A tool to provide policymakers with real-time economic data
An interactive tool that uses real-time data to measure the depth of the economic downturn and give evidence of any recovery was launched today by Opportunity Insights, a Harvard-based institute of social scientists and policy analysts that harnesses big data for policy solutions.
Called the Opportunity Insights Economic Tracker, the tool was created as a public resource to help policymakers assess the effects of the downturn in different regions of the U.S. with the most up-to-date information possible. With a more complete and current picture of the nation's economic standing, policymakers should then be able to make evidence-based decisions as they move to reopen the nation.
The tool provides lawmakers real-time analysis of data such as consumer spending and job postings, which normally takes them several weeks to get. The tool can break down the information geographically, and compare indicators to pre-crisis levels, said members of the team that developed it, who include Opportunity Insights Director Raj Chetty, the William A. Ackman Professor of Economics at the Faculty of Arts and Sciences, and Co-Directors Nathaniel Hendren, a Harvard professor of economics, and John Friedman, a professor of economics and international and public affairs at Brown University.
"Our Economic Tracker will provide policymakers, nonprofits, and the public with the tools they need to tackle an economic crisis," Chetty said in a statement.
Currently, the economic data and financial trends on which public officials rely to gauge the state of the economy comes with a lag of about a month. The core of those figures—which consists of normal operating data such as business activity, employment, income, and consumer spending—is held by companies in the private sector and is initially restricted to internal use.

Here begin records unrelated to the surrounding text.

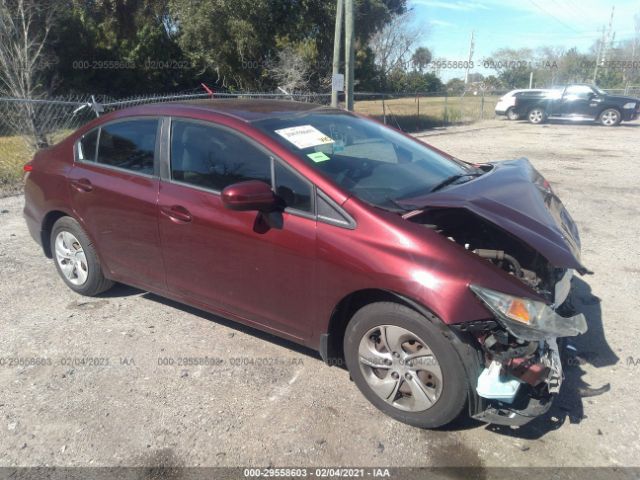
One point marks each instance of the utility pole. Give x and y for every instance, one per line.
x=349, y=54
x=598, y=55
x=471, y=47
x=606, y=43
x=337, y=38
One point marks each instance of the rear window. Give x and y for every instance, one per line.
x=129, y=145
x=87, y=146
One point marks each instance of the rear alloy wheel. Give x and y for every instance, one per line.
x=404, y=365
x=76, y=259
x=537, y=115
x=610, y=117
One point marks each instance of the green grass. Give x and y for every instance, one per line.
x=14, y=153
x=412, y=114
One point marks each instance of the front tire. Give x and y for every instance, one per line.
x=537, y=115
x=610, y=117
x=76, y=259
x=405, y=366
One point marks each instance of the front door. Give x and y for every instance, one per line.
x=579, y=101
x=236, y=262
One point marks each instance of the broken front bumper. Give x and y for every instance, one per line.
x=523, y=370
x=538, y=379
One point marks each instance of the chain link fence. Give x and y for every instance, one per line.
x=27, y=125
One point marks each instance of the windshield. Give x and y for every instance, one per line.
x=372, y=162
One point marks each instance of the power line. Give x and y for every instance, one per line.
x=554, y=17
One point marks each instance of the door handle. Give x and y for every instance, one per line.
x=176, y=213
x=82, y=185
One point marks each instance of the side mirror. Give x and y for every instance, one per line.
x=250, y=195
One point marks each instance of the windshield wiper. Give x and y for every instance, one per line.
x=453, y=178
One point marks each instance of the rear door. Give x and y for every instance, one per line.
x=114, y=191
x=236, y=262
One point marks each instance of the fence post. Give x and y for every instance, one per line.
x=445, y=118
x=384, y=111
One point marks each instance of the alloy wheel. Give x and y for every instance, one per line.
x=400, y=368
x=536, y=115
x=610, y=118
x=71, y=258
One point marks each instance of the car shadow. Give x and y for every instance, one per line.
x=239, y=327
x=588, y=349
x=633, y=124
x=121, y=290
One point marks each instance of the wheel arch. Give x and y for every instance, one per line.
x=610, y=107
x=331, y=340
x=48, y=222
x=467, y=348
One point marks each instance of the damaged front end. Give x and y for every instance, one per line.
x=511, y=218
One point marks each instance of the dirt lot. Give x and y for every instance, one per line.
x=125, y=408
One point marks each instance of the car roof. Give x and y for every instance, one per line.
x=248, y=110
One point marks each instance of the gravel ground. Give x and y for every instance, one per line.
x=262, y=401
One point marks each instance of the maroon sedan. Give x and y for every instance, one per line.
x=436, y=282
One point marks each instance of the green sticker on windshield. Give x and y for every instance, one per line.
x=318, y=157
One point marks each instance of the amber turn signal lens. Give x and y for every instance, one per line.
x=518, y=311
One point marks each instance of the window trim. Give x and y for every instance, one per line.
x=76, y=146
x=165, y=170
x=156, y=151
x=349, y=224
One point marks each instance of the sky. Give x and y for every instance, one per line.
x=447, y=25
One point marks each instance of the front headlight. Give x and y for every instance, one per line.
x=528, y=319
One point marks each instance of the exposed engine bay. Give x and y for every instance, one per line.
x=520, y=376
x=495, y=245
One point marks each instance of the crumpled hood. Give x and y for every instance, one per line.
x=515, y=197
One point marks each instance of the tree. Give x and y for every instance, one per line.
x=249, y=33
x=421, y=58
x=513, y=66
x=25, y=26
x=455, y=86
x=392, y=45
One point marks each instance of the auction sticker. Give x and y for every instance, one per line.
x=304, y=136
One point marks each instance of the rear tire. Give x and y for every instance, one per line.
x=76, y=259
x=610, y=117
x=537, y=115
x=404, y=365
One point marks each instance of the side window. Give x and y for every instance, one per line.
x=87, y=146
x=294, y=191
x=130, y=145
x=213, y=157
x=578, y=92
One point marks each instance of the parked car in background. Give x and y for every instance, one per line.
x=577, y=102
x=506, y=104
x=440, y=284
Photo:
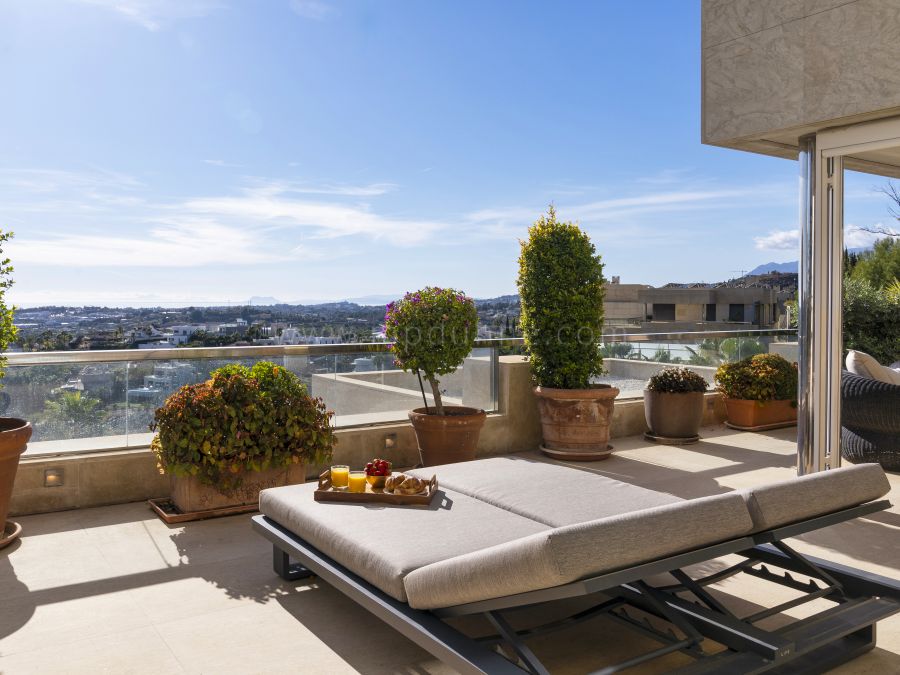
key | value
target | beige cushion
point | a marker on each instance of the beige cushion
(383, 543)
(572, 552)
(548, 493)
(814, 495)
(860, 363)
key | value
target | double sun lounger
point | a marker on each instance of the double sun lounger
(508, 533)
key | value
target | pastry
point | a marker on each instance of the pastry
(411, 486)
(393, 481)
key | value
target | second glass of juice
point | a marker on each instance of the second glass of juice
(339, 476)
(357, 480)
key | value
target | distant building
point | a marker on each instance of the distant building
(181, 335)
(750, 301)
(295, 336)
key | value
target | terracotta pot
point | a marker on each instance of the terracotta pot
(190, 495)
(576, 422)
(450, 438)
(745, 413)
(14, 436)
(673, 415)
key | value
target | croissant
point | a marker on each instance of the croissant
(411, 486)
(394, 481)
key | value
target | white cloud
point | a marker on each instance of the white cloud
(319, 219)
(184, 242)
(511, 221)
(856, 237)
(155, 14)
(99, 218)
(313, 9)
(780, 240)
(221, 162)
(784, 240)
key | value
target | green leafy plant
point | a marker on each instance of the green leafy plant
(433, 331)
(8, 330)
(762, 377)
(677, 381)
(561, 292)
(241, 419)
(872, 320)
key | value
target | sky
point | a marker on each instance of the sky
(181, 152)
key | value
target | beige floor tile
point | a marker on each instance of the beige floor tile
(41, 561)
(201, 589)
(57, 617)
(140, 651)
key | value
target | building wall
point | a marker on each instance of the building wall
(774, 70)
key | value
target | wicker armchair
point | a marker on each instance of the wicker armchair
(870, 421)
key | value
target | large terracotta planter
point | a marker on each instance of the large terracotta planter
(190, 495)
(14, 436)
(745, 414)
(445, 439)
(576, 422)
(673, 416)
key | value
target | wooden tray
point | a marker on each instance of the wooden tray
(326, 493)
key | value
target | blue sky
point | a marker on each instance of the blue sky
(190, 151)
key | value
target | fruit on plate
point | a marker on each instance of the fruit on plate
(378, 467)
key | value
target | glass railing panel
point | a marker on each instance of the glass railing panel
(631, 359)
(367, 388)
(80, 406)
(89, 401)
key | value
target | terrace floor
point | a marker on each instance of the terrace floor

By the time it is compiled, analyzed, and delivered to the lawmakers, it is generally weeks old.
The Opportunity Insights researchers believe that this traditional timeline is outdated, and that live data is crucial to assessing sudden recession and shaping appropriate responses—especially during times of economic shock, such as the shut-down brought on by the COVID-19 pandemic. The economy's abrupt halt has caused pain not seen since the 2008 recession, shuttering thousands of businesses and putting millions of Americans out of work.
"Rather than waiting weeks to see where the economy is falling and playing catch-up, the new data assembled in this tool offers the capacity to spot economic problems as they emerge and to consider a more targeted policy response," Chetty added.
The tracker pulls and continually updates data from multiple streams, including from private companies that aggregate data such as job postings and payroll processing and have agreed to share it with Opportunity Insights. Participating companies include Burning Glass Technologies, which compiles job postings, and payroll processor Homebase. The tool also pulls information from public sources at both the state and federal levels, such as unemployment insurance claims from the states and Bureau of Labor Statistics jobs reports, and pairs it with contextual factors like public health.
The information can be broken down by geography, industry, and income levels.
And because the tracker collects data that is entirely in the aggregate goes through rigorous protection protocols, it does not reveal information about specific individuals, transactions, or businesses.
"We're not interested in any particular individual. We're not interested in any particular characteristic of any given firm. What we're interested in is sort of a measure of what is going on in the economy," Hendren said. "In none of our [data] series that you'll see in the tracker are we actually measuring the $1,000 that was spent at this store or that. What you'll see is that spending is down 30 percent for people who live in this area. And that's just a statistic that is useful for the public."
For the tool to be at its most effective, however, it needs data from private companies and organizations.
"It's a public service that these firms have the ability to provide," Hendren said. "It's something that we are excited [about,] that we can be in a position to help provide a hub for that information to come together. When you see it all together, it can really start to tell a story of what's going on in the economy."
The tool was designed with lawmakers in mind but is open to and free for public use. The interactive dashboard presents key indicators like employment rates and a timeline of the economic downturn and compares them with significant points in the pandemic timeline, like when schools shut down, to assess their effects on consumer demand and spending. Users can select from different categories and can zoom in to U.S. states and counties to narrow their analyses, said research fellow Laura Kincaid, who worked on the project.
"The sheer amount of data that we have pulled together and the extent to which we have harmonized it across different series is really impressive," Kincaid said. "A lot of the data is publicly available that anyone could technically pull, but it would take forever to clean it and get coordinated. That's one of the services that we're trying to offer. This information is out there, but it's not all together in one concrete place for people to look at it [synchronized] with other data sources."
Additional collaborators on the project included the Bill & Melinda Gates Foundation and Brown University.
The Opportunity Insights team plans to continually improve the tracker. They also believe the tool will be useful long after the COVID-19 pandemic runs its course.
"This is a way of providing a higher-speed window into what's going on in local economies," Hendren said. "Where's the economy most pressed? Where is the economy rising across different neighborhoods in the United States, across different sectors? How are we evolving in the economy? This will be able to shed light on that [and] that's relevant for a lot of local planning decisions and [investments]."